Она склонила голову набок и с довольным видом полюбовалась эффектом от своих речей. Бывший министр торговли пару раз похватал губами воздух, словно пытаясь за него удержаться, но больше уже ничего не произнес. Победоносно откинувшись на спинку кресла, Эстер тем не менее продолжала боковым зрением ловить его обиженное лицо. До Нью-Йорка лететь еще часа четыре, так что она обречена на это зрелище. "Почаще жалуйся на свое одиночество, — сказала она себе, продолжая бесконечный, давно начатый и все вертевшийся по одним и тем же кругам разговор. — Кто тебя вытерпит, с таким характером?" "А кто тебе сказал, что я жалуюсь? Ради одного человека на земле я бы смогла сдерживаться… я бы изменилась… а других мне не надо". "Ну конечно, ты каждый раз так сильно сдерживалась, что вы не могли расстаться, не поссорившись".
Эстер со свистом выдохнула сквозь зубы. Меньше всего ей сейчас хотелось развешивать перед собой воспоминания, словно сохнущую одежду, и наблюдать, как они раскачиваются под ветром. Ей в данный момент не до того. Она летит в Нью-Йорк по очень странному делу, мало напоминающему все ее предыдущие визиты. Делу интересному, но от него за версту тянет запахом подозрительности. Запах тонкий, потому что она пока не знает ни одной детали, но ноздри невольно раздуваются. Чтобы отвлечься, и от своих внутренних диалогов, и от надувшего губы шведа, Эстер раскрыла ноутбук и, пощелкав по кнопкам, снова вытащила на экран это письмо, которое сама на всякий случай свернула и запаковала несколькими паролями.

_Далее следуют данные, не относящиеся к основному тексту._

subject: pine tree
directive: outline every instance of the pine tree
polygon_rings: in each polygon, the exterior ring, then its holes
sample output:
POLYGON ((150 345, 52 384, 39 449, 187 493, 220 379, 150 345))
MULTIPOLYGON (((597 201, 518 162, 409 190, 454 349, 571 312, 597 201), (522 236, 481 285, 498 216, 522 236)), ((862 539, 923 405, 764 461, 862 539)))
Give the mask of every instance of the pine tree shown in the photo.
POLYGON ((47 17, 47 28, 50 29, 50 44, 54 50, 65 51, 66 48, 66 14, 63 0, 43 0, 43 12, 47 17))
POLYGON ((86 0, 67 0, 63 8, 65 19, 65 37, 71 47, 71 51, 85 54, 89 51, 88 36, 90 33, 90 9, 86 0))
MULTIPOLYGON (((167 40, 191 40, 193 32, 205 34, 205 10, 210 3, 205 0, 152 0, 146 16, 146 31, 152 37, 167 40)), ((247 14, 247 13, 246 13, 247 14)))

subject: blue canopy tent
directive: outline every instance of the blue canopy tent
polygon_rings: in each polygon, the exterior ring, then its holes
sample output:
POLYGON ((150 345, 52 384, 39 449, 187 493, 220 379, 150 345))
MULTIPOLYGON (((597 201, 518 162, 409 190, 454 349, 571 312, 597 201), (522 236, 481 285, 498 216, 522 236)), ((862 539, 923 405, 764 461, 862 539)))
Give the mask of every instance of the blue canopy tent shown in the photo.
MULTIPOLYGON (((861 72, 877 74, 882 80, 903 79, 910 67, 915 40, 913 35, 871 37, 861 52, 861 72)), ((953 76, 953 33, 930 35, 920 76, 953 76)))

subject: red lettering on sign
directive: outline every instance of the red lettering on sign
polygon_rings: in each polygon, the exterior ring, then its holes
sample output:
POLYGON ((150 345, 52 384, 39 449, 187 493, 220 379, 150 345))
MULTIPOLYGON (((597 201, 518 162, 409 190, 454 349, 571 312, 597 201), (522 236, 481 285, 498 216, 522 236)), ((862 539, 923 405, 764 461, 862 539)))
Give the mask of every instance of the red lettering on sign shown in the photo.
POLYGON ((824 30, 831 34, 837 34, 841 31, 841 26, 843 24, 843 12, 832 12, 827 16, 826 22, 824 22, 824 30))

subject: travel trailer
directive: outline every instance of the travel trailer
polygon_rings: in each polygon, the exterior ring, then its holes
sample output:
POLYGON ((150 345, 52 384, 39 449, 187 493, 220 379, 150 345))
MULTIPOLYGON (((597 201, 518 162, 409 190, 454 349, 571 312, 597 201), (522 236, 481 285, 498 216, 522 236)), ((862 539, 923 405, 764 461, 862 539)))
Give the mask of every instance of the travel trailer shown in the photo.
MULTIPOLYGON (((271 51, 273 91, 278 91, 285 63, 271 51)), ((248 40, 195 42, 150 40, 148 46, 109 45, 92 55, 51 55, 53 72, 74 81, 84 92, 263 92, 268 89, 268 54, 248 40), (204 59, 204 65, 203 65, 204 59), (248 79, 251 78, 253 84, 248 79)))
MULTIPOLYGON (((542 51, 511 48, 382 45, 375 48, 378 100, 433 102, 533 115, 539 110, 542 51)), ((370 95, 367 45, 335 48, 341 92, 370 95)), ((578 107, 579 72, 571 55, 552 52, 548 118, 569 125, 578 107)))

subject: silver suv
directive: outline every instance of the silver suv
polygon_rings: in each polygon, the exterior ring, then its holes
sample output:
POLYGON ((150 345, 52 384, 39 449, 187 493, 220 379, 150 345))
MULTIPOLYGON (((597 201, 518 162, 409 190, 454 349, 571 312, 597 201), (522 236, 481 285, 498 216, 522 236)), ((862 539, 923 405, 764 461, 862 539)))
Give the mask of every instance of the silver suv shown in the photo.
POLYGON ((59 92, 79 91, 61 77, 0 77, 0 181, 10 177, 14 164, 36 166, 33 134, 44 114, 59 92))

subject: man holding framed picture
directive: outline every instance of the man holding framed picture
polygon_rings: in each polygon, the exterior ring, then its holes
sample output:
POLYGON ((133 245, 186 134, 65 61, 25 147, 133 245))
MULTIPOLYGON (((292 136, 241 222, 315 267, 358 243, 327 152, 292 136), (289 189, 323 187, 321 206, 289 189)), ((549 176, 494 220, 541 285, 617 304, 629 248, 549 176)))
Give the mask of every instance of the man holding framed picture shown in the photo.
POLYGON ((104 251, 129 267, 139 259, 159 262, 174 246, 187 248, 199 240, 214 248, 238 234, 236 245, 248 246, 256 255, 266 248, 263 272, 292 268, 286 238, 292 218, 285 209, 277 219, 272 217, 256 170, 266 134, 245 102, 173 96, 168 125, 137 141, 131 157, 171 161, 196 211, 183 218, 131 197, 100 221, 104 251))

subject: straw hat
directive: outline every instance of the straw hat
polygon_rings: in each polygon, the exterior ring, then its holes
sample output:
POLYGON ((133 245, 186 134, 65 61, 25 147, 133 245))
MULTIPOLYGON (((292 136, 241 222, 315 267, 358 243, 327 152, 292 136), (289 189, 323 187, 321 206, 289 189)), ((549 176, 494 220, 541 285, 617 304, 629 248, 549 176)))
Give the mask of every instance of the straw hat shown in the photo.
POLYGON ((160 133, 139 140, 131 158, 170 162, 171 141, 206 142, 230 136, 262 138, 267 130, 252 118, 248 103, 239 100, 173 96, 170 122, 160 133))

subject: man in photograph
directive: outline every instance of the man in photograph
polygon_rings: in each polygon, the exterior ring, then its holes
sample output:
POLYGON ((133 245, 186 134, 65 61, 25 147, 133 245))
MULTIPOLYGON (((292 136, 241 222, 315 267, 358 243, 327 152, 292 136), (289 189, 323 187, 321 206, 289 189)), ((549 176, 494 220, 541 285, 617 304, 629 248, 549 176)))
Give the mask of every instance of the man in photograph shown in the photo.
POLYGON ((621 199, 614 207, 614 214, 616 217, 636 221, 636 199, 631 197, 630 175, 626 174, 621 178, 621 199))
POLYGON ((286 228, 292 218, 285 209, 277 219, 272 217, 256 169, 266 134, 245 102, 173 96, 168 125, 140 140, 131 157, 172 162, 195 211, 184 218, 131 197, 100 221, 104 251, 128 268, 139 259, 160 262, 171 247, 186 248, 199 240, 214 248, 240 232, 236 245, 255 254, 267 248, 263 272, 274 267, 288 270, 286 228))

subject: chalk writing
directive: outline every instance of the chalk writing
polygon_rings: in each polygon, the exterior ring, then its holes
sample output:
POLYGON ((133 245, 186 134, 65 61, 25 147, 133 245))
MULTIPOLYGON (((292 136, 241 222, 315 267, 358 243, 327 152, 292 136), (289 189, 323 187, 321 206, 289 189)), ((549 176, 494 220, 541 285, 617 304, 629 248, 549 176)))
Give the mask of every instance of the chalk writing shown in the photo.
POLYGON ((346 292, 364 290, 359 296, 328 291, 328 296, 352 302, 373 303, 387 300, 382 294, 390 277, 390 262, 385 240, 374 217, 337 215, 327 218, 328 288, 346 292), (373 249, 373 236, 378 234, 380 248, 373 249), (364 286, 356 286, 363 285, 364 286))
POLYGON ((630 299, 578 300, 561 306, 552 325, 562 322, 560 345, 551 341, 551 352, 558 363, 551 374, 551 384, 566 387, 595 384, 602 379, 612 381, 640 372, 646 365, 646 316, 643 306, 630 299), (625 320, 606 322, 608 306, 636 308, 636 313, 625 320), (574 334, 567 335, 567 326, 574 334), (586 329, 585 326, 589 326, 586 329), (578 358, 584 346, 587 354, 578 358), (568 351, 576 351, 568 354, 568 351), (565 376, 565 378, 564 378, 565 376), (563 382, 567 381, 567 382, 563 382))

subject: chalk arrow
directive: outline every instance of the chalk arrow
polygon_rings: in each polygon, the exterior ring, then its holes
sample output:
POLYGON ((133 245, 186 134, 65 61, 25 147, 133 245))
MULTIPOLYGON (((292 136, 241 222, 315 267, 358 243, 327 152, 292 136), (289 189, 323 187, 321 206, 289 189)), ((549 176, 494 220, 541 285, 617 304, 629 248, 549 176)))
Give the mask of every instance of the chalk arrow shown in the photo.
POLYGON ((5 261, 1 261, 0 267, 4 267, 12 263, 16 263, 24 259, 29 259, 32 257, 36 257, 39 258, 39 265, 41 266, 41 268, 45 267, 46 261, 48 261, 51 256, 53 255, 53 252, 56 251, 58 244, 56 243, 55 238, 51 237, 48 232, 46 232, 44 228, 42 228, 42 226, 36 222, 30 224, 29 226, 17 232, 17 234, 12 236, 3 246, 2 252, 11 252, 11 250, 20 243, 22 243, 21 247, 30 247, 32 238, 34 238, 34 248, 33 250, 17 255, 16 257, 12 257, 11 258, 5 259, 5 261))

"Дорогая госпожа Ливингстон, не удивляйтесь, что я обращаюсь к вам подобным образом. Разумеется, я мог бы позвать вас к себе через хэнди-передатчик — менее затратно по времени и гораздо надежнее. Надежнее в первую очередь потому, что если бы вы вдруг заупрямились, я мог бы вас настойчиво пригласить. Но, каюсь в некоторой своей слабости — последнее время мне стало нравиться, когда люди что-то делают для меня, повинуясь гораздо более тонким импульсам, чем волнам хэнди-передатчика. Я решил, что вашим импульсом будет любопытство и тяга к риску, и оттого сейчас пользуюсь этим несколько старомодным способом общения. Впрочем, нам всем не мешает вспомнить о древних временах, потому что я наблюдаю довольно странные события, и у меня возникает уверенность, что прошлое постепенно возвращается в нашу жизнь, пытаясь нам сказать о чем-то важном.